Monday, August 1, 2011

Thinking, once more, about Cubism

The "early"/Analytic phase of Cubism came together through the combined efforts of Georges Braque and Pablo Picasso. Cubism came of real struggle. No-one had ever pulled all the pieces together before. And the resulting new painting was harsh, jagged, deep, an ugly overthrow of everyone whose recent art was so pleasing, from Klimt to Renoir. "Synthetic" Cubism, then, coming later, when the tempest winds were calmer, amounts to something far less potent.

I had not ever worried about this distinction until now. But I have just been reading "Dime Novels," the final chapter of Rosalind Krauss's "The Picasso Papers." And while distinguishing between these phases is not her full argument, it is a distinction she feels to be crucial. Were the later practitioners leaning on their oars?

Douglas Cooper's The Cubist Epoch changes the names and takes, as he says, the terminology of Renaissance art (which, he says, held sway for about four hundred and fifty years by painting "only what the eye sees of things, incomplete and deceptive though this may often be" until Cubism arrived). Cooper prefers the terms "early" Cubism (from the end of 1906 until the summer of 1910), "high" (summer of 1910 until winter 1912), "late" (a.k.a. Synthetic, the time of collage, roughly 1912-14) and an "aftermath" (not a Renaissance term, but a time of freer development of the art by Braque, Gris and Picasso).  "Early" and "high" Cubism are also, for Cooper, "True" Cubism, and Picasso's "Three Musicians" was the end of Cubism entirely, he says (pp. 11, 13 15-6).

If we think of the important phases of Cubism as those which taught us to see... taking the slight upward tilt of Cezanne's tables all the way, or thinking of all sides of an object instead of just one... yes, both sets of categories, Krauss's and Cooper's, work perfectly.

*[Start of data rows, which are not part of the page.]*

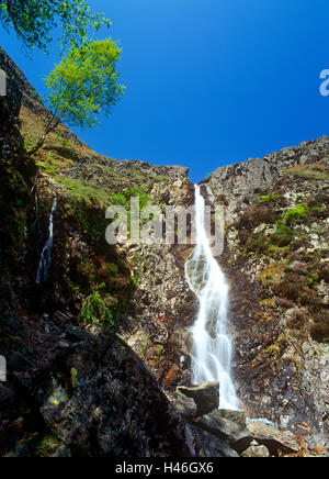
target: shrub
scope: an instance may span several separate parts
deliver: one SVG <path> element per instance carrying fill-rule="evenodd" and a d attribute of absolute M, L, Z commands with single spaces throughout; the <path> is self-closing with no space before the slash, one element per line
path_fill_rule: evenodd
<path fill-rule="evenodd" d="M 329 312 L 315 318 L 316 324 L 310 327 L 310 335 L 318 343 L 329 343 Z"/>
<path fill-rule="evenodd" d="M 280 194 L 259 197 L 258 204 L 268 204 L 271 201 L 277 201 L 279 198 L 280 198 Z"/>
<path fill-rule="evenodd" d="M 283 215 L 283 222 L 285 224 L 302 224 L 308 214 L 308 207 L 306 203 L 300 203 L 296 208 L 287 210 Z"/>
<path fill-rule="evenodd" d="M 114 326 L 113 313 L 105 305 L 99 291 L 93 292 L 86 299 L 79 318 L 84 324 L 102 327 Z"/>

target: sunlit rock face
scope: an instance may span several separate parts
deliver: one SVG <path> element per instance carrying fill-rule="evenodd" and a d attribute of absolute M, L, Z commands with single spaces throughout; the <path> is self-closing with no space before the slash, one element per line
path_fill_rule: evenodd
<path fill-rule="evenodd" d="M 250 414 L 328 432 L 327 136 L 218 168 L 238 394 Z M 303 426 L 302 426 L 303 427 Z"/>

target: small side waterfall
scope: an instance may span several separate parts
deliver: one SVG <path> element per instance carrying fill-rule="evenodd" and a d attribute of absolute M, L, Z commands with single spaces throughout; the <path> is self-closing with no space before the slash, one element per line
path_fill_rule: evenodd
<path fill-rule="evenodd" d="M 54 242 L 54 214 L 57 208 L 57 198 L 54 199 L 50 216 L 49 216 L 49 237 L 42 250 L 41 258 L 38 261 L 36 283 L 39 285 L 42 281 L 47 281 L 49 278 L 50 263 L 52 263 L 52 249 Z"/>
<path fill-rule="evenodd" d="M 230 375 L 228 285 L 212 254 L 205 231 L 205 201 L 198 186 L 195 186 L 195 227 L 197 245 L 185 264 L 186 281 L 200 300 L 197 319 L 191 330 L 193 382 L 218 381 L 220 409 L 238 410 L 239 400 Z"/>

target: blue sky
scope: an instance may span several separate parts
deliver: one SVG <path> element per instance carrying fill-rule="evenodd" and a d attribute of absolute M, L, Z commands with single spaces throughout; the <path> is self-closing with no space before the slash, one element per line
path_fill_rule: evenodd
<path fill-rule="evenodd" d="M 123 48 L 126 94 L 95 130 L 76 132 L 118 159 L 189 166 L 200 181 L 218 166 L 329 133 L 328 0 L 94 0 Z M 100 35 L 102 36 L 102 35 Z M 45 93 L 58 60 L 1 46 Z"/>

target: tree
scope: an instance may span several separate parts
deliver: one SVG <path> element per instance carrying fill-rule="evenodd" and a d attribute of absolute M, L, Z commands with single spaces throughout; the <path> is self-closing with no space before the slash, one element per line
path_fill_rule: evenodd
<path fill-rule="evenodd" d="M 34 155 L 47 135 L 64 121 L 81 129 L 99 124 L 98 115 L 110 115 L 124 93 L 115 70 L 121 48 L 111 38 L 72 47 L 46 78 L 49 89 L 47 105 L 52 115 L 39 142 L 29 154 Z"/>
<path fill-rule="evenodd" d="M 99 31 L 111 22 L 103 13 L 92 13 L 86 0 L 3 0 L 0 23 L 14 31 L 26 48 L 47 52 L 52 31 L 61 26 L 61 49 L 87 43 L 88 31 Z"/>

The latter phase does seem to be weaker. Let's look....

Two examples, one from "early" and one from "late" Cubism here.... The first, "early" work is by Georges Braque, "Piano and Mandola," from 1909-1910, here shown in a detail:

Cooper says that, generally, Braque's work from this time is "painterly, lyrical, suave and cohesive," and he says about this work that it is "superb," the "faceting" is "elaborate," yet "the objects represented remain legible' (p.44).  Yes, to all that; also, there is an incredible, dizzying depth here, that I can't readily unpack.... and yet the whole work looks effortless.  Our second example is by Albert Gleizes, again in a detail; this "late" Cubist painting is called "Harvest Threshing," and it is from 1912:

Cooper is very critical of this work, saying that "nowhere are the geometric forms derived from the objects represented, nor do they serve to create volumes; sometimes they are awkward stylizations, often their significance is ambiguous" (p. 74).  And I agree; while the painting is very pretty, with a round frame of figures that functions almost as a wreath, its tidiness is very flat.  It is totally off its point, it seems to me; if I were looking at this without its title, I would see it as a portrayal of an indoor scene, dancers and spectators on couches.  One-point perspective is still there, I would argue, just a little dazzled by a refined re-arrangement; not the point of the Cubist endeavor, not at all.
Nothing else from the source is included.